Making Cents: 3 Tips For The Newbie Freelancer
You know someone who has done it and maybe you've thought of doing it yourself: quitting your full-time job to work for yourself.
I recently made that transition.
I quit my full-time job at a big ad agency and went off on my own with a goal of helping small businesses with their marketing. Making the jump to working for myself has been exciting and extremely rewarding. When I first considered doing this, I began to build a financial cushion to ensure I didn’t dig myself into debt trying to make this all work. But if I had done a few small things differently, I could have saved myself a lot of stress and headaches.
I’m no financial expert. But I’ve learned a lot over these last several months.

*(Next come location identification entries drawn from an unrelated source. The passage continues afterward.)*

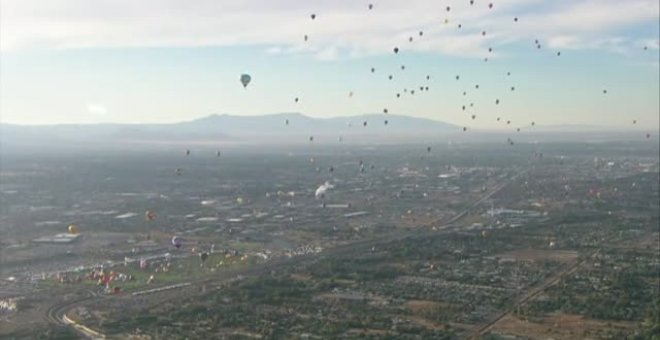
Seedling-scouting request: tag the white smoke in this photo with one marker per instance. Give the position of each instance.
(322, 189)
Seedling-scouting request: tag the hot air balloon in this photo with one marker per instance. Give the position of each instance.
(73, 229)
(176, 241)
(245, 79)
(149, 215)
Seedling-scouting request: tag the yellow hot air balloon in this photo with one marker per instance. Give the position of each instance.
(73, 229)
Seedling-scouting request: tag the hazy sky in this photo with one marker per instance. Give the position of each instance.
(89, 61)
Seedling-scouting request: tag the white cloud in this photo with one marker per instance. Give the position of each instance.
(97, 110)
(340, 27)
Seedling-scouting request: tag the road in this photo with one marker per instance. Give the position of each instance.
(57, 313)
(530, 294)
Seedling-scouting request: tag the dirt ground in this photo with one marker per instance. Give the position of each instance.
(538, 254)
(559, 326)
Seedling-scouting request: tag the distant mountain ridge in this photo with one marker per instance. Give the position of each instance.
(225, 127)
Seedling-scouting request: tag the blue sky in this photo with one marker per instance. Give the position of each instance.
(78, 61)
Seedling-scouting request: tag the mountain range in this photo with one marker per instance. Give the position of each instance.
(282, 128)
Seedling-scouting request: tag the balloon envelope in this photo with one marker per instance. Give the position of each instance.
(245, 79)
(176, 241)
(73, 229)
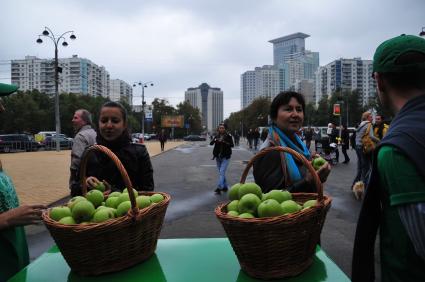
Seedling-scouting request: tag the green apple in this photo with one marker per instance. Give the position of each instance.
(67, 220)
(278, 195)
(143, 201)
(103, 215)
(234, 192)
(100, 186)
(248, 203)
(57, 213)
(156, 198)
(249, 188)
(115, 194)
(112, 202)
(309, 203)
(233, 213)
(318, 163)
(75, 200)
(123, 208)
(95, 197)
(233, 206)
(270, 208)
(83, 211)
(246, 215)
(290, 206)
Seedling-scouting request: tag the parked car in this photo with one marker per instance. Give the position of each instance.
(194, 138)
(50, 142)
(18, 142)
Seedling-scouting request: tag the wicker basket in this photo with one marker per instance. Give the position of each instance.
(277, 247)
(96, 248)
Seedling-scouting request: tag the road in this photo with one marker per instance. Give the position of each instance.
(189, 175)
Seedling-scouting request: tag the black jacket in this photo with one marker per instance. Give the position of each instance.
(135, 159)
(222, 146)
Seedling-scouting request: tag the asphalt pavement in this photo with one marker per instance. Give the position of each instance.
(189, 175)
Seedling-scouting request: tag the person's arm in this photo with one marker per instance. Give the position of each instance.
(413, 218)
(23, 215)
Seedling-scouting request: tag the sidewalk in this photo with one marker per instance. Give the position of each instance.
(42, 177)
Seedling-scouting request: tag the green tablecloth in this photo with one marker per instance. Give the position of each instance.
(183, 260)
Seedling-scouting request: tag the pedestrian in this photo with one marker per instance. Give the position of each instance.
(256, 138)
(395, 198)
(364, 159)
(308, 136)
(113, 133)
(380, 128)
(223, 144)
(276, 170)
(85, 136)
(250, 137)
(345, 143)
(236, 137)
(162, 137)
(14, 254)
(264, 134)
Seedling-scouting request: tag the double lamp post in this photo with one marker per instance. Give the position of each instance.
(56, 40)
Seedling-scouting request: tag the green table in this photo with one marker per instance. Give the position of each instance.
(183, 260)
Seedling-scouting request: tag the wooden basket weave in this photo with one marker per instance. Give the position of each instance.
(113, 245)
(283, 246)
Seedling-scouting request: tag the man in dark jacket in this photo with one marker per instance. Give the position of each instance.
(223, 143)
(395, 197)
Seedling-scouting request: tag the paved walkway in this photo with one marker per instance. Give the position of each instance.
(42, 177)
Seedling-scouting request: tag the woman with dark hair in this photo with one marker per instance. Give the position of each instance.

If you’re thinking of doing freelance or having a side hustle in the coming new year… here are three things I have learned about starting a business in the months leading up to the holidays.
Consulting a certified accountant, financial planner and other financial professionals is the best way to ensure you start your business on the right foot. Most states have small business consulting services at no or low cost to the business.
Set Up Separate Personal and Business Banking Accounts
I learned this one the hard way. The minute you think of starting a little side business or freelancing gig… just go open a business checking account at your bank. It will be some of the best time you spend on your business going forward. This simple (I mean very simple… it takes less than an hour at most banks) task separates your current income and your business. Everything is now easier once you have done this.
Now, when you buy supplies for your business you can use your “business debit card” and it comes from that account. That should be looked at as an expense and those take away from your business income. (Remember, you pay taxes on income. Less income, less taxes.) Having that transaction separated from the beginning makes it a lot easier going forward.
Pro tip: Put all your income into this account. I mean this. The money is not your personal money… yet. The simple act of putting your money in this separate account makes it so much easier to see how much you are actually making. (This really comes into play when you are still working another job. If you can see all your business finances in one spot, you don’t confuse them with your other sources of income.)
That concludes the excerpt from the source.